TAGLI PER I DIRIGENTI

Nel frattempo, secondo indiscrezioni, subito dopo la pausa di Pasqua, potrebbero essere recapitate le lettere di licenziamento per una manciata di altissimi dirigenti del gruppo Popolare di Vicenza, nell’ambito della procedura di ristrutturazione aziendale. L’obiettivo è quindi principalmente quello del taglio dei costi. In una seconda fase, poi, un secondo gruppo di dirigenti, questa volta più corposo, sarà oggetto invece di trattativa sindacale: sempre nell’ambito della ristrutturazione, per circa 250 posizioni partirà il negoziato per ridurre il costo del lavoro. “Secondo le attese – scrive Vittoria Puledda su Repubblica – grosso modo il 40% di quei dirigenti riceverà una proposta di demansionamento/riduzione dello stipendio (grosso modo il 30%).

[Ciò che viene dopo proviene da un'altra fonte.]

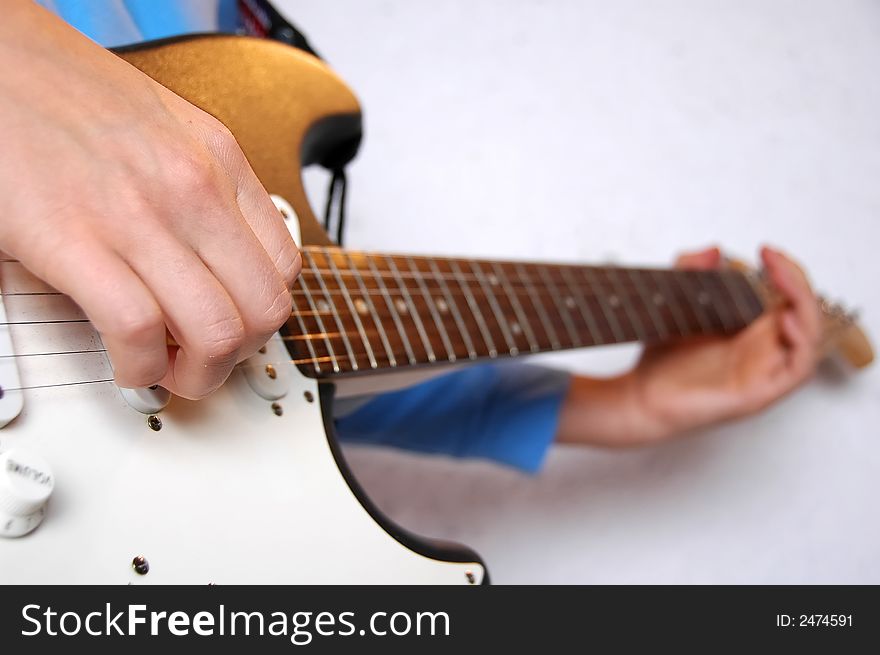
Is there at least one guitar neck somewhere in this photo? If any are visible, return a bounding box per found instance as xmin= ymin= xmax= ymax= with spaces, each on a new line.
xmin=284 ymin=245 xmax=765 ymax=378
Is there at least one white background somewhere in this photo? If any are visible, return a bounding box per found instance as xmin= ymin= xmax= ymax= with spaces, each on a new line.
xmin=280 ymin=0 xmax=880 ymax=583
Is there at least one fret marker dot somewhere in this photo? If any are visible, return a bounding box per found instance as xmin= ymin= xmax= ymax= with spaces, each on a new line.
xmin=354 ymin=298 xmax=369 ymax=316
xmin=317 ymin=300 xmax=330 ymax=313
xmin=487 ymin=273 xmax=499 ymax=286
xmin=653 ymin=293 xmax=665 ymax=305
xmin=609 ymin=295 xmax=621 ymax=308
xmin=395 ymin=299 xmax=408 ymax=314
xmin=698 ymin=292 xmax=711 ymax=305
xmin=565 ymin=296 xmax=576 ymax=309
xmin=437 ymin=298 xmax=449 ymax=313
xmin=511 ymin=321 xmax=522 ymax=335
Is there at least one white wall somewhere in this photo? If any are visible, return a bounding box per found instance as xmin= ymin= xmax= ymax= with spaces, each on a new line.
xmin=279 ymin=0 xmax=880 ymax=583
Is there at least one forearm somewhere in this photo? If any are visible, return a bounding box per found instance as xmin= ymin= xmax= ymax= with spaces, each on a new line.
xmin=554 ymin=372 xmax=673 ymax=448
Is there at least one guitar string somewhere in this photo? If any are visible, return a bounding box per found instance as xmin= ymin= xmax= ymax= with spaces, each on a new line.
xmin=0 ymin=255 xmax=745 ymax=293
xmin=0 ymin=283 xmax=745 ymax=391
xmin=0 ymin=287 xmax=783 ymax=394
xmin=0 ymin=276 xmax=740 ymax=302
xmin=5 ymin=304 xmax=843 ymax=395
xmin=0 ymin=354 xmax=355 ymax=393
xmin=0 ymin=265 xmax=739 ymax=286
xmin=0 ymin=260 xmax=751 ymax=387
xmin=7 ymin=312 xmax=801 ymax=395
xmin=0 ymin=278 xmax=744 ymax=352
xmin=0 ymin=270 xmax=744 ymax=320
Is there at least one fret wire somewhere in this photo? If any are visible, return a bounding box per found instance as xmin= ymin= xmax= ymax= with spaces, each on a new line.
xmin=344 ymin=252 xmax=398 ymax=368
xmin=695 ymin=272 xmax=734 ymax=332
xmin=492 ymin=262 xmax=540 ymax=353
xmin=305 ymin=249 xmax=359 ymax=371
xmin=449 ymin=258 xmax=497 ymax=358
xmin=514 ymin=263 xmax=560 ymax=350
xmin=673 ymin=272 xmax=713 ymax=333
xmin=428 ymin=258 xmax=478 ymax=360
xmin=709 ymin=272 xmax=748 ymax=328
xmin=650 ymin=270 xmax=689 ymax=337
xmin=294 ymin=274 xmax=339 ymax=373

Del resto i conti della banca, in attesa della ricapitalizzazione precauzionale e poi della fusione con Veneto banca, sono insostenibili: il cost/income sfiora il 100%. Il doppio della media nazionale”. Più in generale, secondo indiscrezioni, la Bce e l’Antitrust Ue (Commissione europea) chiederanno alle banche venete risparmi per il 30 per cento. “Significa che, al di là degli esuberi ufficiali dichiarati – scrive Eleonora Vallin sul Mattino di Padova – bisognerà lavorare su altre leve per riportare le banche a indici ragionevoli di efficienza, a iniziare dalla partita straordinaria sostenuta nel 2016 per le consulenze”.